Abstract
HMGA2 is a non-histonic nuclear protein belonging to the HMGA family, characterized by the small dimensions (less than 30 kDa), the high electrophoretic mobility and for its role as indirect regulator of transcription. Its functional features are due to the ability to interact with the DNA, thanks to three HMGA characteristic domains (the AT-hooks, able to recognize and specifically bind AT-rich regions in the minor groove of the DNA double strand), and also to the faculty to modulate the activity of proteins by specific interactions with them.
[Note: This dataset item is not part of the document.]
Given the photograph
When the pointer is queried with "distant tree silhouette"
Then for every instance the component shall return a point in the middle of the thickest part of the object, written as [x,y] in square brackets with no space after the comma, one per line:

In our lab a hmga2 homolog was cloned from Xenopus laevis, sequenced and, subsequently characterized for its spatial and temporal expression in Xenopus
laevis embryogenesis; the functional role of the protein was approached by
loss-of-function experiments, achieved with microinjections of morpholino antisense oligonucleotides.
In my thesis, I worked to confirm the results of preliminary loss-of-function studies, and to verify the specificity of the observed effects on Xenopus laevis embryonic development as a consequence of hmga2 knock down. To achieve this goal, I used a morpholino antisense oligonucleotide different from the one used previously, targeting the 5’UTR rather than the translation initiation site on the hmga2 mRNA. The morpholino was injected together with mRNA of lacZ and GFP genes in the animal zone of one of the dorsal blastomeres of 4-cell stage embryos. Whole mount in situ hybridizations were performed on embryos at different developmental stages with specific probes for neural crest cells.
These experiments allowed to confirm the results of the previous tests and enforced the hypothesis of an hmga2 involvement in the neural crest molecular processes during Xenopus laevis embryonic development.